2. The best estimate of the recurrence risk is the empiric risk, which is simply the recurrence risk observed in similar families, for the same degree of relationship. It is often useful to state it as a multiple of the population risk of the defect.
The empiric risk is based entirely on past experience and does not imply that the genetic and environmental factors in the pathogenesis of the malformation are understood. An empiric risk is an average for the population and is not necessarily for a specific family.

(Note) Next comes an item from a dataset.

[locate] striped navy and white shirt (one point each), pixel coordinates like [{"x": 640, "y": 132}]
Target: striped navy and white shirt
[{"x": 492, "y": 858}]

3. The recurrence risk is increased by:
* The presence of more than one affected relative;
* a severe form of the disorder;
* an affected person of the sex less likely to be affected;
* consanguineous parentage.
4. Two common errors in risk calculation should be avoided:
* If the parent of a child with a multi factorial birth defect has another child by a different partner, the children are second-degree, not first-degree, relatives, and the empiric risk for the second child is much lower than if the children had both parents in common (usually, the risk is approximately 1 percent instead of approximately 5 percent).
* When an unaffected uncle or aunt of a child with a multi factorial defect inquiries about the risk of the same defect in his or her own offspring, the relevant risk is not the risk to the consultand (a second-degree relative of the index patient) by the risk to the offspring of the consultand (third-degree relatives).